I'm working through Structure and Interpretation of Computer Programs and have a question concerning exercise 1.10, which, using Ackermann's function defined as
(define (A x y)
(cond ((= y 0) 0)
((= x 0) (* 2 y))
((= y 1) 2)
(else (A (- x 1)
(A x (- y 1))))))
determine the value of the expression (A 1 10).
Now, I know the answer should be (A 1 10) = 2^10 = 1024, but when working through the computation, I get the following:
(A 1 10)
(A (- 1 1) (A 1 (- 10 1)))
(A 0 (A 1 9))
(A 0 (A 0 (A 1 8)))
...
(A 0 (A 0 (A 0 (A 0 (A 0 (A 0(A 0 (A 0 (A 0(A 0 (A 0 (A 0 ( A 0 0)))))))))))))

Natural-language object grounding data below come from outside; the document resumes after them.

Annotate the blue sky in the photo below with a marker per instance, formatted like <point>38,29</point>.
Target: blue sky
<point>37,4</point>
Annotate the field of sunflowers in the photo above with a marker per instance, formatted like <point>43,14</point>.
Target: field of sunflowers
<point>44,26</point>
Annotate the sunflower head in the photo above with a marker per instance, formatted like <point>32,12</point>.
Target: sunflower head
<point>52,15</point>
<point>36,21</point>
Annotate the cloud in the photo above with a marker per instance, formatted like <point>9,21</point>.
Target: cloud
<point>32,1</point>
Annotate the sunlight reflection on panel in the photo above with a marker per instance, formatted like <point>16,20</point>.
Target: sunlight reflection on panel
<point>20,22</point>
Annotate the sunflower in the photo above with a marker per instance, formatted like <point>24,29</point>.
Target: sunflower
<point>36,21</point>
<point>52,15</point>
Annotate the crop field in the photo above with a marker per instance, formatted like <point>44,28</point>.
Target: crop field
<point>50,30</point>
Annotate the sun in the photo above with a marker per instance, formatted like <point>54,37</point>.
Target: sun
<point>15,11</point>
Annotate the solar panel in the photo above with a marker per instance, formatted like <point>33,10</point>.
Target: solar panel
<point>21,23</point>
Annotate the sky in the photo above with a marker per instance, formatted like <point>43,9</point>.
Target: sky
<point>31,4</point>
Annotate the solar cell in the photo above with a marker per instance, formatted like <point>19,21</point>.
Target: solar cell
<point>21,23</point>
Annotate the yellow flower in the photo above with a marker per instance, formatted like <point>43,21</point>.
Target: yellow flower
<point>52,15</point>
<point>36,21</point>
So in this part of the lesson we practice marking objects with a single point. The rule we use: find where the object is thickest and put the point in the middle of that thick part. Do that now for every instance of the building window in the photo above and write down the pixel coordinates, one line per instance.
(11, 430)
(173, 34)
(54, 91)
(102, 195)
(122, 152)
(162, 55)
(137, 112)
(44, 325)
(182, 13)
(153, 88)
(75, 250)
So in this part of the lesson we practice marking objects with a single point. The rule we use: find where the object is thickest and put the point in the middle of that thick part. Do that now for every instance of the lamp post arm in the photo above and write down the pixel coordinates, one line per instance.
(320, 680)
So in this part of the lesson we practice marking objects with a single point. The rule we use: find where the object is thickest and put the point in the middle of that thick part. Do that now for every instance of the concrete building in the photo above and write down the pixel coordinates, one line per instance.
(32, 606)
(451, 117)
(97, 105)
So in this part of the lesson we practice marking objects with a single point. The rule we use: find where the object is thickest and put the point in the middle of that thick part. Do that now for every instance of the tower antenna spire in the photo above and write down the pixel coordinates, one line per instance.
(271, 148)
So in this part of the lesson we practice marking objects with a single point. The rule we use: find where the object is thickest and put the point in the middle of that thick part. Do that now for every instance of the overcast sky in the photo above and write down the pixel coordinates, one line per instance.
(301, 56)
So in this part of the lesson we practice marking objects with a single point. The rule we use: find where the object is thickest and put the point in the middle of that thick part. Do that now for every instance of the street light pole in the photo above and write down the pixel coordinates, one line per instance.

Now, the way I understood it, Scheme will start by evaluating the deepest expressions first, i.e. the (A 0 0) on the far right. This has the value 0, as the first condition of the function is met with (= y 0). The same happens for the next step and we end up reducing all brackets until we end up with the last (A 0 0) which will also have the value 0 for analogous reasons. Now, I get that the last line should be something like
(*2 (*2 (*2 (*2 (*2 (*2 (*2 (*2 (*2 (*2 (*2 (A 0 0)))))))))))))
So, if all of this is correct, why does the last (A 0 0) yield 2 instead of 0? Or, more generally, can you spot where the error in my reasoning is? I'm pretty sure it either has something do to with the evaluation procedure of recursive calls OR with how conditional statements are evaluated.
Solved: As noted by leppie the (= y 1) gets evaluated first, getting 2 as value for (A 0 1) before getting to (A 0 0)
You never get all the way to
(A 0 0)
The expansion proceeds
(A 0 (A 1 9))
(A 0 (A 0 (A 1 8)))
(A 0 (A 0 (A 0 (A 1 7))))
...
(A 0 (A 0 (A 0 (A 0 (A 0 (A 0 (A 0 (A 0 (A 0 (A 1 1))))))))))
and now the (A 1 1) is evaluated to 2.